The Minnesota NeuroSpin Initiative is pleased to invite you to its second seminar in a new series. On April 1, Dr. Angel Yanguas-Gil, Principal Materials Scientist at Argonne National Laboratory, will discuss his recent work related to:
Insect-Inspired Architectures for Computing at the Edge: A Pathway to On-Chip, Continual Learning and Computing Under Extreme Environments
Neuromorphic computing has long been explored as an alternative to conventional von Neumann architectures due to their tight integration between computing and memory. However, recently there has been a strong interest in brain-inspired architectures as an approach to deploy AI at the edge with capabilities that go beyond those of conventional deep learning approaches.

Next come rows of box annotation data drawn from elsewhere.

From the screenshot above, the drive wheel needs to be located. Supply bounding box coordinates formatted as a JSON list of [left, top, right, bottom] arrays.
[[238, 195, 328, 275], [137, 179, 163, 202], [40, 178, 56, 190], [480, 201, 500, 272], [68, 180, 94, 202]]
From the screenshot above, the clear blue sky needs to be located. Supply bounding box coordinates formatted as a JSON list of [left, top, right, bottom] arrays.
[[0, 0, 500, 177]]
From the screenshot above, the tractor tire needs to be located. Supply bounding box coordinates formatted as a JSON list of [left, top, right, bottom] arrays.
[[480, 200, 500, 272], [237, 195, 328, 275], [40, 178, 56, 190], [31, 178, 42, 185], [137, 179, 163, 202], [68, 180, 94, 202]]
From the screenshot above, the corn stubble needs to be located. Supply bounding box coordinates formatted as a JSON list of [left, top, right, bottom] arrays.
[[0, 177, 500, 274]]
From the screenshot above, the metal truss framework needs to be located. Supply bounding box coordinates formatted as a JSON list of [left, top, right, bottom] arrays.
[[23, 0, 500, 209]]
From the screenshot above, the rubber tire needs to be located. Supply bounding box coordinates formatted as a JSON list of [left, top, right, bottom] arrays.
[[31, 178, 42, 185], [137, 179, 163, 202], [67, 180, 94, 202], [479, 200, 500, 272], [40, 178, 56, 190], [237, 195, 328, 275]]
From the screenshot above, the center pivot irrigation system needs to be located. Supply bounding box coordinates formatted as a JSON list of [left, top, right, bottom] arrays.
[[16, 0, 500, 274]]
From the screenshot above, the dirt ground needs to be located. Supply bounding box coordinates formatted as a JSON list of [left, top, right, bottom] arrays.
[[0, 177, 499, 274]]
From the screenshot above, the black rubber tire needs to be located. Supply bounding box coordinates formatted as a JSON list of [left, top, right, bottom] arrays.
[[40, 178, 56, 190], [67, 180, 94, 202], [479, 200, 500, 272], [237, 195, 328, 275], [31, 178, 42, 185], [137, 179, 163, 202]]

In this presentation, Dr. Angel Yanguas-Gil will explore how his team approaches the design of this type of architecture using the insect brain as a model system. Starting from neuroscience-inspired algorithms, they adapt the structure of the learning center of the insect brain, the mushroom body, for continual and lifelong learning applications. Their results show that these architectures can outperform conventional machine learning algorithms in standard continual learning benchmarks, where a system is required to sequentially learn a series of tasks, without the need to store any past data. They then explore two possible implementations based on spiking neural networks, one based on Intel’s neuromorphic chip Loihi, and one based on emergent materials. For the latter case, they can identify what ideal properties memristors should have in order to enable efficient real time, on chip learning. Their results show that the desired properties are very different from those traditionally assumed for in-memory computing approaches. Moreover, they explore the impact of multiple types of encoding, such as periodic, single, and a random stream driven by spin dice, on the overall accuracy. Finally, they briefly describe how we can apply these concepts to the classification of digitally modulated RF signals. Using a combination of new ALD materials and existing high temperature digital implementations, we show how there is a feasible pathway to carry out non-trivial computing such as the processing of RF signals at temperatures exceeding 300 C.
Seminar Details
Seminar Host
- Prof. Jian-Ping Wang, University of Minnesota
Seminar Speaker
- Dr. Angel Yanguas-Gil, Argonne National Laboratory
Date and Time
- April 1, 2022
- 11:30am-12:30pm CT
Location
Virtual Via Zoom - Link will be provided upon registration
Dr. Yanguas-Gil is a Principal Materials Scientist at Argonne National Laboratory, where he carries out research in the areas of materials for microelectronics and energy application, and in neuromorphic computing, with a focus on developing energy-efficient approaches to sensing and computing inspired on the insect brain. Angel obtained his PhD in Physics from the University of Seville, Spain in 2006, where his research focused on plasma physics and the fundamentals of thin film growth. After three years as a postdoctoral researcher at Ruhr University in Germany and the University of Illinois at Urbana-Champaign, he joined Argonne National Laboratory in 2009. He became a Fellow of the Northwestern Argonne Institute for Science and Engineering at Northwestern University in 2013. He is currently the Chair of the Thin Film Division of the American Vacuum Society, he has been Chair of the Prairie Section of the American Physical Society.